Quoi qu'il en soit, le point de savoir si l'on peut en l'occurrence renoncer
à l'exigence d'un intérêt digne de protection peut demeurer indécis, car
l'office AI était en droit, dans les présentes circonstances et comme on va
le voir, de différer l'examen du cas jusqu'au prononcé du jugement sur le
recours contre sa précédente décision portant sur le refus d'une rente en
faveur du recourant.

5.
La procédure engagée par la nouvelle demande de l'assuré, motivée par une
aggravation de son état de santé, porte sur des faits postérieurs à la
décision du 3 avril 2001. Juridiquement, l'effet dévolutif du recours contre
cette décision ne faisait donc pas obstacle à un nouvel examen du cas par
l'office AI. Mais une suspension de la procédure peut se justifier par des
raisons d'opportunité (voir l'art. 6 PCF; Fabienne Hohl; Procédure civile,
Tome II, ch. 2404), notamment en raison d'une procédure pendante devant une
autre autorité. Dans ce contexte, elle peut se justifier par des motifs tirés
de l'économie de la procédure (arrêt du Tribunal fédéral en la cause A. et
consorts du 7 août 2002, 2A.167/2002). Le principe de la célérité qui découle
de l'art. 29 al. 1 Cst. pose certes des limites à la suspension d'une
procédure. Elle ne doit être admise qu'exceptionnellement, lorsqu'il s'agit
d'attendre le prononcé de la décision d'une autre autorité et qui permettrait
de trancher une question décisive (ATF 119 II 389 consid. 1b).

6.
Dans le cas particulier, le jugement du Tribunal des assurances sur le droit
à la rente était de nature à apporter des éléments déterminants pour le
traitement par l'office AI de la nouvelle demande de l'assuré.

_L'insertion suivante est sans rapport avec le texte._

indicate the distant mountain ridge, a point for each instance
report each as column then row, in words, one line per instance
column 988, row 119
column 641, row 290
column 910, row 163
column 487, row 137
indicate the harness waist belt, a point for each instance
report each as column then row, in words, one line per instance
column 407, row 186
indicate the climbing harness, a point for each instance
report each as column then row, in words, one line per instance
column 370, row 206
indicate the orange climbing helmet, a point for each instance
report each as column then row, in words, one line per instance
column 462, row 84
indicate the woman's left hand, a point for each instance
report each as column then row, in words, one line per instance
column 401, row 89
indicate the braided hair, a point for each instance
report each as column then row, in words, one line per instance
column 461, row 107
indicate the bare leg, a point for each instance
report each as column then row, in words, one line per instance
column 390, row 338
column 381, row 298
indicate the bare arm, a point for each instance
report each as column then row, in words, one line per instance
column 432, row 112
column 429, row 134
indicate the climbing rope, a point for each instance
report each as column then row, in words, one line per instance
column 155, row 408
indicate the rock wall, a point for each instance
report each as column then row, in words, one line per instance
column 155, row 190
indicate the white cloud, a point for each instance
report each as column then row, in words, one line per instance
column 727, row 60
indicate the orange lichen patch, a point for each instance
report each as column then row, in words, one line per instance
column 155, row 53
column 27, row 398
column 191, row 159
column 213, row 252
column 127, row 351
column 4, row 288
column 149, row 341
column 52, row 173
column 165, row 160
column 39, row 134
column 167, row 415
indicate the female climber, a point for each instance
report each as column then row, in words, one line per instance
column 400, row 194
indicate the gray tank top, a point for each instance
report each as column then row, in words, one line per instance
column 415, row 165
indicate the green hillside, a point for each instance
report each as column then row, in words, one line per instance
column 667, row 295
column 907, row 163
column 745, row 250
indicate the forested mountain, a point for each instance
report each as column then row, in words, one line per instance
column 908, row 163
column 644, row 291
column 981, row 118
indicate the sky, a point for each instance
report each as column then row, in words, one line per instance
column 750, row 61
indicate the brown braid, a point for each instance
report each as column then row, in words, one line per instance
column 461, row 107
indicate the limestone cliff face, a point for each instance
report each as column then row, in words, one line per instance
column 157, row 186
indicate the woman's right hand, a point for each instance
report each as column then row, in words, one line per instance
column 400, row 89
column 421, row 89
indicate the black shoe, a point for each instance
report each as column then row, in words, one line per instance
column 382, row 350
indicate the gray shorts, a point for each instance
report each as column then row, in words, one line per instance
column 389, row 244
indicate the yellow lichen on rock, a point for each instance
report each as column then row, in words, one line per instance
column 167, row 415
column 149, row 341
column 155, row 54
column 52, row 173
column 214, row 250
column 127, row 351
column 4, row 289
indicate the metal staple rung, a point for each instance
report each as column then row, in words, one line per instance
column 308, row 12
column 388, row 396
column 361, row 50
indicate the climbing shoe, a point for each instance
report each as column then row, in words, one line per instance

Celle-ci a été
présentée huit mois seulement après le refus de rente de l'office AI, de
sorte qu'il paraissait difficile de séparer clairement les états de faits
antérieurs et postérieurs à la décision précitée. L'appréciation des faits
par la juridiction cantonale, ainsi que son jugement, pouvaient ainsi avoir
une incidence sur la suite à donner par l'office AI à la nouvelle demande. Ce
jugement était susceptible d'entraîner l'économie d'un certain nombre de
mesures d'instruction de la part de l'administration, qui eussent pu se
révéler inutiles, notamment en cas d'admission du recours sur le droit à la
rente. En cas de rejet ou d'admission partielle du recours ou encore de
renvoi de la cause à l'administration pour complément d'instruction, la
suspension pouvait permettre de mieux orienter le champ des investigations de
l'office AI. Enfin, on pouvait s'attendre, en décembre 2001 (moment du dépôt
de la nouvelle demande), que le tribunal statue dans un délai rapproché sur
le recours qui était alors pendant depuis le mois de mai précédent. Du reste,
si tel n'était pas le cas, l'office AI avait toujours la possibilité,
d'office ou sur requête, d'instruire la nouvelle demande, sans attendre
l'issue de la procédure pendante.
Sur le vu de l'ensemble de ces éléments, on doit admettre que l'office AI
avait des raisons suffisantes de surseoir à un nouvel examen du cas jusqu'à
droit connu sur le recours alors pendant devant le Tribunal des assurances du
canton de Vaud.

7.
Il s'ensuit que le recours est mal fondé. Vu la nature de la procédure,
celle-ci n'est pas gratuite (art. 134 OJ a contrario). Succombant, le
recourant en supportera les frais.

Par ces motifs, le Tribunal fédéral des assurances prononce:

1.
Le recours est rejeté.

2.
Les frais de justice, d'un montant de 500 fr., sont mis à la charge du
recourant et sont compensés avec l'avance de frais qu'il a versée.

3.
Le présent arrêt sera communiqué aux parties, au Tribunal des assurances du
canton de Vaud et à l'Office fédéral des assurances sociales.